Se un urlo c'era davvero stato.

«Di già?» esclamò Graziella, sbattendo le ciglia finte. «Non pensavo che volessi passargli il testimone tanto presto...»

«Non dire stupidaggini!» la voce dell'uomo si riempì nuovamente di esasperazione, «pensi che il mio sia un mestiere che si impara in un paio di giorni? Ci vogliono anni per capire di cosa hanno bisogno le nostre colture per prosperare e i nostri schiavi per ubbidire. Il ragazzo mi è sembrato sveglio, ma è ancora troppo influenzato dal padre.»
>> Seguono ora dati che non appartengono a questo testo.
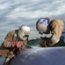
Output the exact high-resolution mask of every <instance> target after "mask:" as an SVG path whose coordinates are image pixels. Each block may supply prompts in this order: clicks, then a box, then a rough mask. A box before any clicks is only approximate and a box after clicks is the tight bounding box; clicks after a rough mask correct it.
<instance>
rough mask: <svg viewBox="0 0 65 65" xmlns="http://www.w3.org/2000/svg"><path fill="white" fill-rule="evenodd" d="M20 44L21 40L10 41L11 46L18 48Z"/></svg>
mask: <svg viewBox="0 0 65 65" xmlns="http://www.w3.org/2000/svg"><path fill="white" fill-rule="evenodd" d="M22 46H23V42H21V41H14V42H12V47H16V48H20V47H22Z"/></svg>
Kennedy Holsen sarebbe stato ospite nella tenuta Lambert due volte al mese. Camelie non aveva sentito altro. La notizia che fino a qualche ora prima avrebbe alimentato per giorni le sue fantasie, ora le gravava sul cuore come uno di quei momenti di pura umiliazione con cui l'insegnante di storia amava concludere le sue interrogazioni. Fino a quel giorno, l'incubo ricorrente di Camelie era infatti sempre stato lo stesso: rivivere all'infinito il momento agghiacciante in cui la sua mente si svuotava delle poche nozioni che aveva provato a fissare con ore di ripetizione e si riempiva delle parole lapidarie, intrise di cattiveria, con cui la De Graaf la inchiodava ogni volta alla sedia, costringendola ad abbassare lo sguardo per la vergogna. "Ci sono allievi intelligenti e allievi che si impegnano; grazie per avermi dato l'ennesima conferma che tu non appartieni a nessuna delle due categorie, Lambert". Fino a quel giorno non c'era stato niente di peggio, per Camelie, che subire gli abusi verbali della professoressa De Graaf. Fino a quel giorno.
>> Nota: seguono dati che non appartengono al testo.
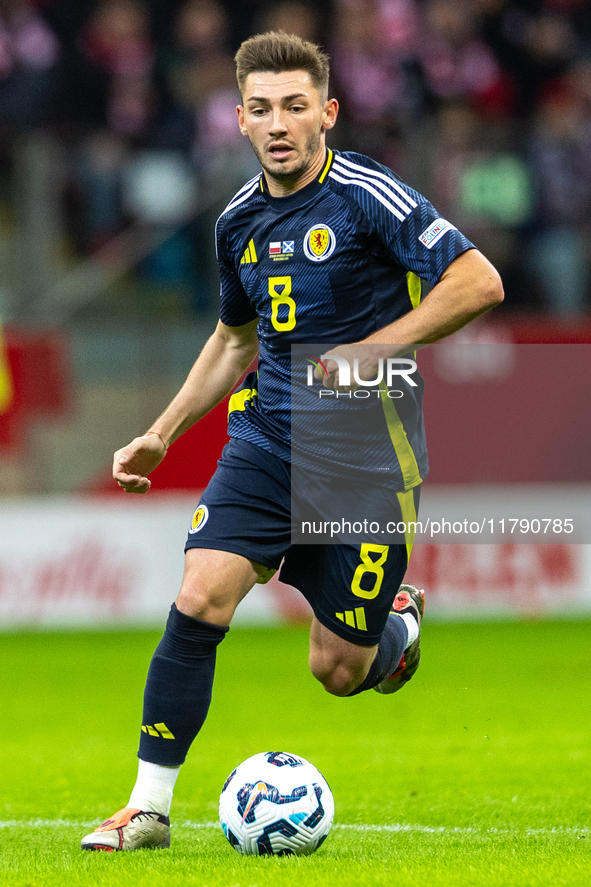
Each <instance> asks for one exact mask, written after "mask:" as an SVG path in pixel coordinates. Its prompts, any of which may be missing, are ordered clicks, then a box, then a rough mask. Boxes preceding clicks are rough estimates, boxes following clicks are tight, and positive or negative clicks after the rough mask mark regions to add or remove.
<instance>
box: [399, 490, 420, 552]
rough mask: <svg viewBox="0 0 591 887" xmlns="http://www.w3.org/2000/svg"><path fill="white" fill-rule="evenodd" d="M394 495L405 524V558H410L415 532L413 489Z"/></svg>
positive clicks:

La ragazza si avvolse nella pelliccia di zibellino. Nonostante il tepore dell'abitacolo, era infatti scossa dai brividi. Tornò a concentrarsi sul paesaggio che scorreva ipnotico sotto di loro. Non aveva idea di dove fossero esattamente, nelle terre sconfinate che portavano il suo nome; né riusciva a identificare gli alberi rachitici illuminati tetramente dalle luci della navicella. Suo padre aveva tentato in tutti i modi di farle memorizzare la mappa delle coltivazioni da cui dipendeva la loro ricchezza; per anni l'aveva martellata con domande trabocchetto, finché non si era convinto che Camelie fosse un caso perso. Il severo e impaziente Antoine Lambert aveva deciso che non valesse la pena continuare a investire tempo e speranze nella sua unica figlia.